Vector Predication Roadmap

Motivation

This proposal defines a roadmap towards native vector predication in LLVM, specifically for vector instructions with a mask and/or an explicit vector length. LLVM currently has no target-independent means to model predicated vector instructions for modern SIMD ISAs such as AVX512, ARM SVE, the RISC-V V extension and NEC SX-Aurora. Only some predicated vector operations, such as masked loads and stores, are available through intrinsics [MaskedIR].

The Vector Predication (VP) extensions is a concrete RFC and prototype implementation to achieve native vector predication in LLVM. The VP prototype and all related discussions can be found in the VP patch on Phabricator [VPRFC].

Roadmap

1. IR-level VP intrinsics

  • There is a consensus on the semantics/instruction set of VP.
  • VP intrinsics and attributes are available on IR level.
  • TTI has capability flags for VP (supportsVP()?, haveActiveVectorLength()?).

Result: VP usable for IR-level vectorizers (LV, VPlan, RegionVectorizer), potential integration in Clang with builtins.

2. CodeGen support

  • VP intrinsics translate to first-class SDNodes (eg llvm.vp.fdiv.* -> vp_fdiv).
  • VP legalization (legalize explicit vector length to mask (AVX512), legalize VP SDNodes to pre-existing ones (SSE, NEON)).

Result: Backend development based on VP SDNodes.

3. Lift InstSimplify/InstCombine/DAGCombiner to VP

  • Introduce PredicatedInstruction, PredicatedBinaryOperator, .. helper classes that match standard vector IR and VP intrinsics.
  • Add a matcher context to PatternMatch and context-aware IR Builder APIs.
  • Incrementally lift DAGCombiner to work on VP SDNodes as well as on regular vector instructions.
  • Incrementally lift InstCombine/InstSimplify to operate on VP as well as regular IR instructions.

Result: Optimization of VP intrinsics on par with standard vector instructions.

4. Deprecate llvm.masked.* / llvm.experimental.reduce.*

  • Modernize llvm.masked.* / llvm.experimental.reduce* by translating to VP.
  • DCE transitional APIs.

Result: VP has superseded earlier vector intrinsics.

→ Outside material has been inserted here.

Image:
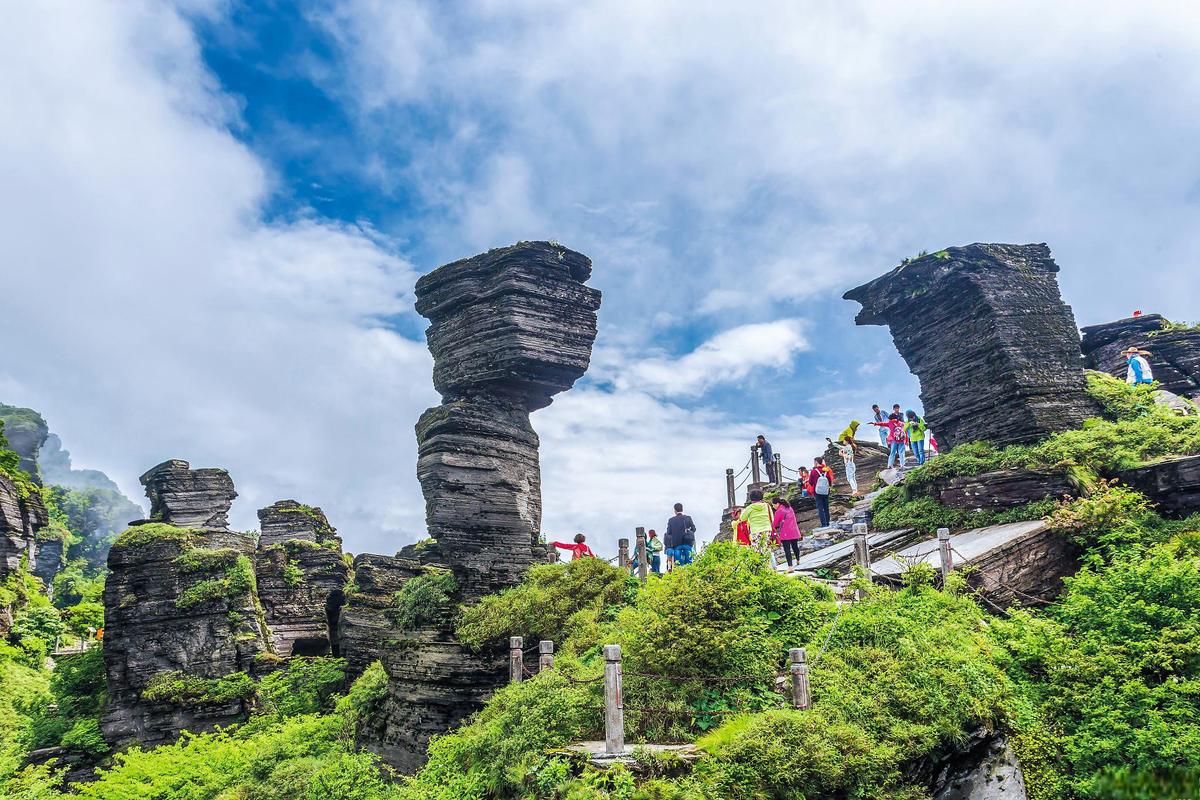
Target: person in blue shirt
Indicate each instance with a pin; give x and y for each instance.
(1138, 367)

5. Predicated IR Instructions

  • Vector instructions have an optional mask and vector length parameter. These lower to VP SDNodes (from Stage 2).
  • Phase out VP intrinsics, only keeping those that are not equivalent to vectorized scalar instructions (reduce, shuffles, ..)
  • InstCombine/InstSimplify expect predication in regular Instructions (Stage (3) has laid the groundwork).

Result: Native vector predication in IR.